Script to get metadata of a PDF

stefcyr · March 1, 2009, 11:32pm

Works great now! You guys are geniuses!

porkozone · March 5, 2009, 6:03pm

mark hunte:

StefanK:

stefcyr:

Hi Mark, your 1st script does exactly what I need, the only thing I’m missing is what I get from your second script “kMDItemEncodingApplications”. I’m getting a result in that field in TextEdit that I would like to get in the 1st script. That’s all I need to get it to be perfect, any idea?

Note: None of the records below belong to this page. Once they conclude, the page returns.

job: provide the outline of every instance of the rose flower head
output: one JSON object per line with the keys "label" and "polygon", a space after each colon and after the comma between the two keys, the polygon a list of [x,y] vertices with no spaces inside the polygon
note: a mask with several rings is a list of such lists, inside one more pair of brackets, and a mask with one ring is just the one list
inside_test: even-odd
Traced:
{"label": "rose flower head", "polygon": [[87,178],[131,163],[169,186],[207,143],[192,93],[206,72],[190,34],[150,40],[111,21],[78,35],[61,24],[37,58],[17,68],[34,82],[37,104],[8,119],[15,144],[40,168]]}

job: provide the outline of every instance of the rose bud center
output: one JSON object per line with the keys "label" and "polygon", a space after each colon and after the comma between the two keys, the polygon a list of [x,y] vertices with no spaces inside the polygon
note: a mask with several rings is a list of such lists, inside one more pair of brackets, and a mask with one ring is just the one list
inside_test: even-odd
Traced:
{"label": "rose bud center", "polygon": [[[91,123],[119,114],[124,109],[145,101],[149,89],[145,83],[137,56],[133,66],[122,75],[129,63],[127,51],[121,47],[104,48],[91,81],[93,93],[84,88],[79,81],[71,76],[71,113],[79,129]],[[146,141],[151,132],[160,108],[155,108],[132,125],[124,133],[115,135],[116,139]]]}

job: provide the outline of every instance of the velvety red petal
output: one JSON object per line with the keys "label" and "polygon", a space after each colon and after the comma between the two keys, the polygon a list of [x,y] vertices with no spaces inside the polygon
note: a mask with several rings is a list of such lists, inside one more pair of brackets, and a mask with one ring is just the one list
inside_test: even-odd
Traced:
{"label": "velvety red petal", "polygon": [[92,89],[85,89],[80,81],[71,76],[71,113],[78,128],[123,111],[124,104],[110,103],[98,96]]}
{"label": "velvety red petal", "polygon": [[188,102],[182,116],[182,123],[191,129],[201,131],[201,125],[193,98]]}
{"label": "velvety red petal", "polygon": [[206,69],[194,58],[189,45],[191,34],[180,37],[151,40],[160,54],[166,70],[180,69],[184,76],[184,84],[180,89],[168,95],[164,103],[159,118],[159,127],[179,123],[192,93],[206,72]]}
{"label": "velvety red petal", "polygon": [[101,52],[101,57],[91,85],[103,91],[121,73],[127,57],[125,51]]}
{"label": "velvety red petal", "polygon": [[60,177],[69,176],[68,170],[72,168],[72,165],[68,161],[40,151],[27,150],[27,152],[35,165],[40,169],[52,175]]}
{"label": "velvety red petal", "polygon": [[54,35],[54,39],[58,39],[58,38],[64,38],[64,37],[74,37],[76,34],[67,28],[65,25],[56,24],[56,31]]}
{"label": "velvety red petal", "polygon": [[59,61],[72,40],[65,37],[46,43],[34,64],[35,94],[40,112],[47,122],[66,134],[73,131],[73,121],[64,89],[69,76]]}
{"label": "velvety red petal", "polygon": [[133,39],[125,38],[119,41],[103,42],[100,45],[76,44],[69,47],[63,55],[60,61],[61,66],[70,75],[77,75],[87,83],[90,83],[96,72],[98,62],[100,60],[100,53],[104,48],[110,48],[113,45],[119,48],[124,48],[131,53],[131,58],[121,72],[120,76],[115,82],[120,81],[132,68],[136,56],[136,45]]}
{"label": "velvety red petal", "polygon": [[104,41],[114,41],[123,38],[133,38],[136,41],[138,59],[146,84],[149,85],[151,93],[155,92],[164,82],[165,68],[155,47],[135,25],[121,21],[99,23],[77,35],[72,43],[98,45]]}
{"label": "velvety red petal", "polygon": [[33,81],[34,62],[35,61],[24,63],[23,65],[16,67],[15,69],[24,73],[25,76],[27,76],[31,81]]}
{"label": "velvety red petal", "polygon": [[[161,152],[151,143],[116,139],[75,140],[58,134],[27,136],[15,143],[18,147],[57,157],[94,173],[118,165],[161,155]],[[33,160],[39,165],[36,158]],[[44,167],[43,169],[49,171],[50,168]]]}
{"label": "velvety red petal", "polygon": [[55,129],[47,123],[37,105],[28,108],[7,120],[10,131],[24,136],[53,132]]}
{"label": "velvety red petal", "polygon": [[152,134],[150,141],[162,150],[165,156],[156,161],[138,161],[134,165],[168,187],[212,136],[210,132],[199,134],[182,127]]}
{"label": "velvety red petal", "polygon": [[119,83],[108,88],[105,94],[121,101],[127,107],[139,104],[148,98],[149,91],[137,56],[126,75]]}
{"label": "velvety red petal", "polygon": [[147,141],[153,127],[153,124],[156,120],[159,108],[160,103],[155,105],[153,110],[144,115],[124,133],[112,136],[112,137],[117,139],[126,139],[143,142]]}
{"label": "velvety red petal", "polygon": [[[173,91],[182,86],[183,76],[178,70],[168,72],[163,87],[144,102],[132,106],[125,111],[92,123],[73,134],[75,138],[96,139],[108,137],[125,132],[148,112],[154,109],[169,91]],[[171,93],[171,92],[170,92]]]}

Just add the matadata parameter kMDItemEncodingApplication to the list theListCommand
and a appropriate keyword to the list theList

Thanks Stefank,
And stefcyr, It looks like you did find the bit you where looking for, "kMDItemEncodingApplications " would seems to be the PDF Producer. And the "kMDItemCreator " is actually the Content Creator as porkozone pointed out.

Updated Script
set biglist to {}
set theListCommand to {"kMDItemFSName ", "kMDItemAuthors ", "kMDItemEncodingApplications ", "kMDItemCreator ", "kMDItemTitle ", "kMDItemDescription ", "kMDItemContentCreationDate  "}
set theList to {"File Name = ", "Author = ", "PDF Producer = ", "Content Creator = ", "Title = ", "Description = ", "Content Creation Date = "}
tell application "Finder"
	set SiTem to selection
	repeat with item_a from 1 to number of items in SiTem
		set this_item to item item_a of SiTem as string
		set this_item to POSIX path of this_item
		repeat with item_b from 1 to number of items in theListCommand
			set this_kMDItem to item item_b of theListCommand as string
			set theResult to words of (do shell script "/usr/bin/mdls -name " & this_kMDItem & "-raw -nullMarker None " & quoted form of this_item)
			set this_kMDItemResult to ""
			repeat with item_c from 1 to number of items in theResult
				set this_kMDItemResult to this_kMDItemResult & item item_c of theResult & space as string
			end repeat
			copy item item_b of theList & this_kMDItemResult & return to end of biglist
		end repeat
		set last item of biglist to return as string
	end repeat
end tell
biglist as string

Thanks to all for your input! One thing: the last item in the list does not get pulled for some reason. In the examples above, the kMDItemContentCreationDate is missing from the result. If I put something else as the last item, that one is also missing.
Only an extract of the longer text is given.